One of her most memorable chapters unfolded in Jordan, where she performed regularly at a restaurant frequented by Prince Ali.

“He would just come in and sit with everyone and listen to jazz,” she said.

“I found that really special. It wasn’t about status. It was about the music and the room.”

That understanding of how jazz lives in a space is what first drew Agostini to Tweed River House, shortly after new owners Gregory Lording and Philip Hepburn took over the heritage venue.

“I just really loved the look of it,” Agostini said.

“It’s high end, but it’s comfortable. It felt like a place where jazz could really work.”

For Lording, the dinners were conceived as much as an escape as an event.

“We wanted to create a special night where people could step out of busy lives and into something more elegant,” he said.

“The dining room, the fireplace, the chandeliers – it already feels like you’ve stepped back 100 years.”

The evenings began three years ago as a winter idea and were initially planned as a quarterly offering.

“It quickly became monthly because people kept coming back,” Lording said.

“What surprises them is that it’s not overpowering.

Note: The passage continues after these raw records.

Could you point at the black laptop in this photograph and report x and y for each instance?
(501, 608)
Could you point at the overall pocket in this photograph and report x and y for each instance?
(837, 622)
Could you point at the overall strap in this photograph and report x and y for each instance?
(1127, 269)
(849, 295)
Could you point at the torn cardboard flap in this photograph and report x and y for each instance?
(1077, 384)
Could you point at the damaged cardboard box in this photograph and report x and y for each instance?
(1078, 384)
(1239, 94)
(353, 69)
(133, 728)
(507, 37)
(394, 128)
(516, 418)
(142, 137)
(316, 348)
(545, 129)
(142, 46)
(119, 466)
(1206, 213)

Caroline performs solo, so people can still talk, dine and relax.”

Agostini’s sets move through jazz ballads and swing from the American songbook, drawing on Ella Fitzgerald, George Gershwin, Nat King Cole and Billie Holiday.

“It’s really important people can still converse,” she said.

“You want them to be taken away by the music, but not overwhelmed.”

The menu changes regularly, with recent highlights including venison, lobster agnolotti and coral trout, but Lording said the night is about how everything comes together.

“Within an hour of Caroline starting, you see the smiles,” he said.

“It’s great food, great company and beautiful music all blending together.”

Agostini will perform three sets on Friday, February 21, and again on March 28, continuing a series that has become one of the region’s most refined date night experiences.